In reality, I find it impossible to have this much control over my environment in the hospital, especially in the midst of an evolving crisis. In clinic recently, I was asked by a midwife to help troubleshoot a malfunctioning ultrasound machine. I managed to fix the technical problem, but in doing so, I noticed that the fetus had no heartbeat. And so it was me, a stranger this couple had never met but the one caught holding the ultrasound wand, who told them they had had a miscarriage.
This is not surprising in a profession that oscillates so rapidly between good and bad news. One of my attendings uses the phrase psychological whiplash to describe it. It is the idea that an ob/gyn can enter a room to deliver a baby, taking part in all the joy of that ecstatic, high-energy process and moments later, cross the hall and deliver a stillborn child while whispering commiserations to a grieving couple. Entering and leaving each room without clinging to the residue of emotion from either encounter is incredibly difficult and mentally taxing.
Another imperfect opportunity
Back in triage, with my patient hemorrhaging on the bed in front of me, my attending asked me again. “Have you told her what is happening?”
In all the frenzied panic, in ordering the chaos around me, I had completely forgotten about the patient.

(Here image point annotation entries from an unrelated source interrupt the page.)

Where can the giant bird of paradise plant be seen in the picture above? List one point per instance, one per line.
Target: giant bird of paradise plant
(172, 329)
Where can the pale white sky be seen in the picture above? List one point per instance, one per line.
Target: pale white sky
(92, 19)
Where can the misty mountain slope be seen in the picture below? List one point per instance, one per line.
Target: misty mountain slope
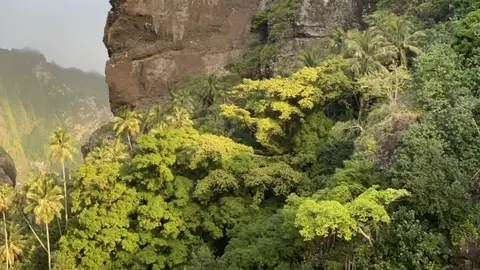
(36, 97)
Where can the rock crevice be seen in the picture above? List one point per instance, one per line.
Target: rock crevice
(154, 44)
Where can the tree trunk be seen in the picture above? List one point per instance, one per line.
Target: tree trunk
(34, 233)
(65, 194)
(129, 141)
(48, 247)
(7, 248)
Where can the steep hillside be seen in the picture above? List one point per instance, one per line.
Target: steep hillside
(154, 44)
(36, 97)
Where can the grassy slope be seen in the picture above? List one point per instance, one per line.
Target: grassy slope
(36, 97)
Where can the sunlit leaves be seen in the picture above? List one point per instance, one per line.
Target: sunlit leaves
(321, 218)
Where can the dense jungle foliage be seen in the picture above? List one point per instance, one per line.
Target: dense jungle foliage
(365, 157)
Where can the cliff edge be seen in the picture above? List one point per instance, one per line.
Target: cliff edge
(153, 44)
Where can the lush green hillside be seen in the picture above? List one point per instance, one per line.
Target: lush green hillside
(36, 97)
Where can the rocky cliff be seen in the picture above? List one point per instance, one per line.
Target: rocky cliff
(153, 44)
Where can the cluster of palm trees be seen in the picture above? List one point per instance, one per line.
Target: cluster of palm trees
(42, 200)
(390, 39)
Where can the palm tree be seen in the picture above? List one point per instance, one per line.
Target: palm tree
(310, 58)
(338, 41)
(107, 154)
(179, 118)
(7, 195)
(128, 124)
(400, 32)
(368, 51)
(151, 118)
(183, 99)
(44, 200)
(61, 149)
(16, 242)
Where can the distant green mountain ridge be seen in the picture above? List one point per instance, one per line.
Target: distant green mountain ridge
(36, 97)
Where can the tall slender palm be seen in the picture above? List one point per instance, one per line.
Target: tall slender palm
(15, 238)
(44, 200)
(151, 118)
(129, 124)
(61, 150)
(179, 118)
(310, 57)
(338, 41)
(368, 51)
(7, 195)
(400, 32)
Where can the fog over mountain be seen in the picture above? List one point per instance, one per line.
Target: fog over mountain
(67, 32)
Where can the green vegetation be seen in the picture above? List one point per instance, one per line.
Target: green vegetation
(36, 97)
(367, 157)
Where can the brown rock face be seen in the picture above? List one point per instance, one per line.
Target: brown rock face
(153, 44)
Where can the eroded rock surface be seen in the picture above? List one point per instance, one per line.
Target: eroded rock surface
(153, 44)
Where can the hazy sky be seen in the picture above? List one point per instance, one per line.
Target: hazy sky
(68, 32)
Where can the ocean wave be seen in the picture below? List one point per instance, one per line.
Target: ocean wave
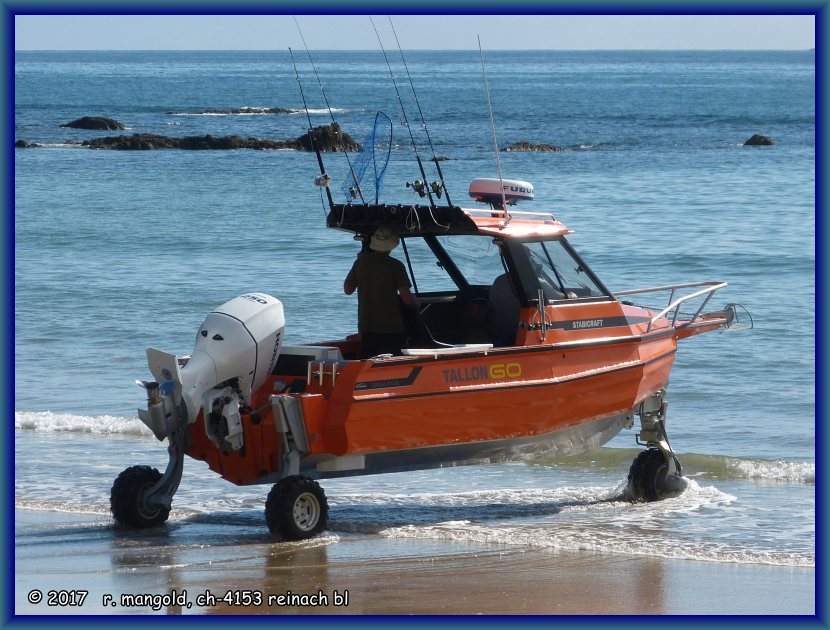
(625, 528)
(254, 111)
(695, 465)
(724, 467)
(49, 422)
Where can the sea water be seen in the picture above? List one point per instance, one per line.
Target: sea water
(119, 251)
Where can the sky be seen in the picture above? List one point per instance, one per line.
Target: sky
(435, 32)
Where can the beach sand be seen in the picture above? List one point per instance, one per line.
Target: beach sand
(188, 567)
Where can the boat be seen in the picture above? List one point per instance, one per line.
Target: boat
(516, 350)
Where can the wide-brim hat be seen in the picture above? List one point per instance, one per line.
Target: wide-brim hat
(384, 240)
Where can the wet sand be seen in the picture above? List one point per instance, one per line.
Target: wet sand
(201, 566)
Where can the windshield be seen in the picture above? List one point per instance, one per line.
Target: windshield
(449, 263)
(559, 271)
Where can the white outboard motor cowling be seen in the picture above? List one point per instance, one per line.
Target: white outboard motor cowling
(236, 348)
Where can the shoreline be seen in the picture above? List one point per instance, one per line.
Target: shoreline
(195, 567)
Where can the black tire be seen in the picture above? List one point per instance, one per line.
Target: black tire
(296, 508)
(647, 476)
(127, 498)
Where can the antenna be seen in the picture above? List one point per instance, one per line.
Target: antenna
(322, 91)
(322, 180)
(420, 187)
(423, 120)
(493, 125)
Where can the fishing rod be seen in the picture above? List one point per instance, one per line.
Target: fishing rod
(323, 179)
(423, 120)
(493, 126)
(420, 187)
(331, 114)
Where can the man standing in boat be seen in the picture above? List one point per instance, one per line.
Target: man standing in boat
(380, 280)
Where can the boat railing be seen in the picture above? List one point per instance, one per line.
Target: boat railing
(674, 302)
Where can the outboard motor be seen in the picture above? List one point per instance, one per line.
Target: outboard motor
(236, 348)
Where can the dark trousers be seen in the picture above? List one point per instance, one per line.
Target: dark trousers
(377, 343)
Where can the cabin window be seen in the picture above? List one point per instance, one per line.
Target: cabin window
(560, 272)
(477, 257)
(428, 275)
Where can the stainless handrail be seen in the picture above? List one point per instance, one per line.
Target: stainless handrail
(710, 289)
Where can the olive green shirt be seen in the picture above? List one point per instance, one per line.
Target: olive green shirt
(378, 277)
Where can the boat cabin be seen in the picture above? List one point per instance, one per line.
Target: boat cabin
(479, 275)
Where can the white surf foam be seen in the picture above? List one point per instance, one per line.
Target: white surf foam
(624, 528)
(49, 422)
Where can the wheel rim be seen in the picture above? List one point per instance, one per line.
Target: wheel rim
(306, 511)
(144, 510)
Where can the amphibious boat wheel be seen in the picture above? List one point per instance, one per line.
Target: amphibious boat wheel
(127, 498)
(296, 508)
(648, 478)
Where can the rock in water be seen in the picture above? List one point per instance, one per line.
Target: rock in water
(758, 140)
(529, 146)
(94, 122)
(328, 138)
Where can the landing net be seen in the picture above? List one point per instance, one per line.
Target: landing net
(377, 147)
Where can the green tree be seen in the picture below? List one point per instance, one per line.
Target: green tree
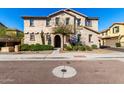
(63, 29)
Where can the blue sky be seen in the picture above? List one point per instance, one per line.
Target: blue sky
(11, 17)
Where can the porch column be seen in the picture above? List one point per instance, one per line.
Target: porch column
(61, 41)
(46, 41)
(52, 40)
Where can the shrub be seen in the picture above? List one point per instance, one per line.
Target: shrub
(69, 48)
(88, 48)
(94, 46)
(75, 47)
(82, 48)
(118, 44)
(35, 47)
(25, 47)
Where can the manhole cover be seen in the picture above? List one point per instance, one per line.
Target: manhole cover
(64, 72)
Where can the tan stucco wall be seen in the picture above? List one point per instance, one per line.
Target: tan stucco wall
(85, 37)
(112, 41)
(40, 25)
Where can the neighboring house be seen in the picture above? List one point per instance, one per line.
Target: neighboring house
(9, 37)
(86, 26)
(114, 34)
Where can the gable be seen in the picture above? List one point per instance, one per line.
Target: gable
(61, 12)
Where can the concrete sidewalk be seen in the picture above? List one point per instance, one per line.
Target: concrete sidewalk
(62, 56)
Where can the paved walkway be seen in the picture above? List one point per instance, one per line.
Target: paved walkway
(62, 56)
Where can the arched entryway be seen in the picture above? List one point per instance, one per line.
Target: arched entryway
(57, 41)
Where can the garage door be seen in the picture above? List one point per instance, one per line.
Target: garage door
(111, 42)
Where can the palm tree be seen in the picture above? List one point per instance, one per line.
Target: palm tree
(63, 29)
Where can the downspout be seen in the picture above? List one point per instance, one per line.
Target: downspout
(74, 25)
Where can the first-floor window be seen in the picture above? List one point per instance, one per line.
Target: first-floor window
(116, 29)
(32, 37)
(90, 37)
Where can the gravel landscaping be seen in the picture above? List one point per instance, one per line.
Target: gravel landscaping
(88, 72)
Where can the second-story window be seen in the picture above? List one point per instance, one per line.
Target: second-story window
(102, 34)
(88, 23)
(31, 22)
(67, 21)
(32, 37)
(48, 22)
(78, 22)
(116, 29)
(57, 20)
(106, 33)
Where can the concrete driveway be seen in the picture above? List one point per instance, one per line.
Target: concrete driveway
(88, 72)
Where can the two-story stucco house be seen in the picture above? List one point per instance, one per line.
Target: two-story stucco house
(37, 27)
(114, 34)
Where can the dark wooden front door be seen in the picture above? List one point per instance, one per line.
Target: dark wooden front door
(57, 41)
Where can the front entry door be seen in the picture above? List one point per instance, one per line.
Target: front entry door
(57, 41)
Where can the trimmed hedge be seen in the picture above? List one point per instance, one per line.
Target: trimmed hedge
(35, 47)
(78, 47)
(118, 44)
(94, 46)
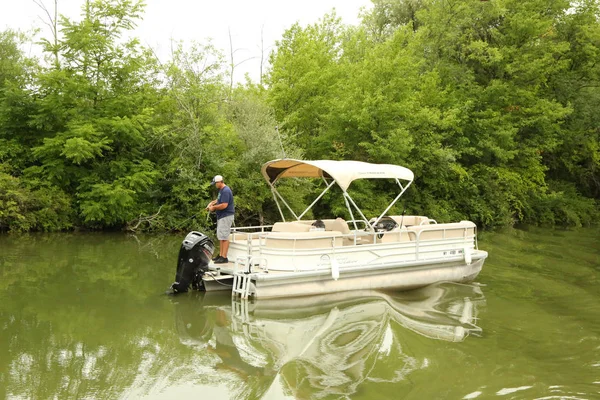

I had forgotten what she must be going through, what was likely going through her mind, how she must feel at the sight of so much of her own blood.
I was frozen, inarticulate, uncertain of exactly how I could explain what was happening. I wanted to say that when her water broke the placenta had likely abrupted, peeling off the uterine wall. This would most certainly lead to the death of her fetuses and, if we did not act quickly, would be life-threatening for her too. I wanted to sit down next to her, to console her. Here again was another imperfect opportunity, another time-critical moment to comfort this patient, to be the one to gently convey this terrible news.
But I was silent. I was stuck in place. After so much heartache and tragedy already, in the middle of this horrendous scene, I could only think of the next steps needed to keep this patient alive. In the quiet room, tinny music still played from the cell phone.
Finally, my attending stepped in, leaning close to the patient to explain what was happening. She held her hand all the way to the operating room and was beside her when she returned.
More training necessary
So far, my training has taught me to be an excellent resident. I can place orders, respond to consults, and write progress notes. I can recite the antihypertensive regimen necessary to control severe-range pressures or the Amsel’s criteria for diagnosis of bacterial vaginosis.
But I am still hoping residency will train me to be to be an excellent doctor. I am still hoping it will teach me to adapt, to see through the rigid guidelines to the terrified patient beneath. I hope that in the midst of an emergency, I can not only be level-headed and calm and make the right decisions, but also make them with warmth, generosity, and compassion.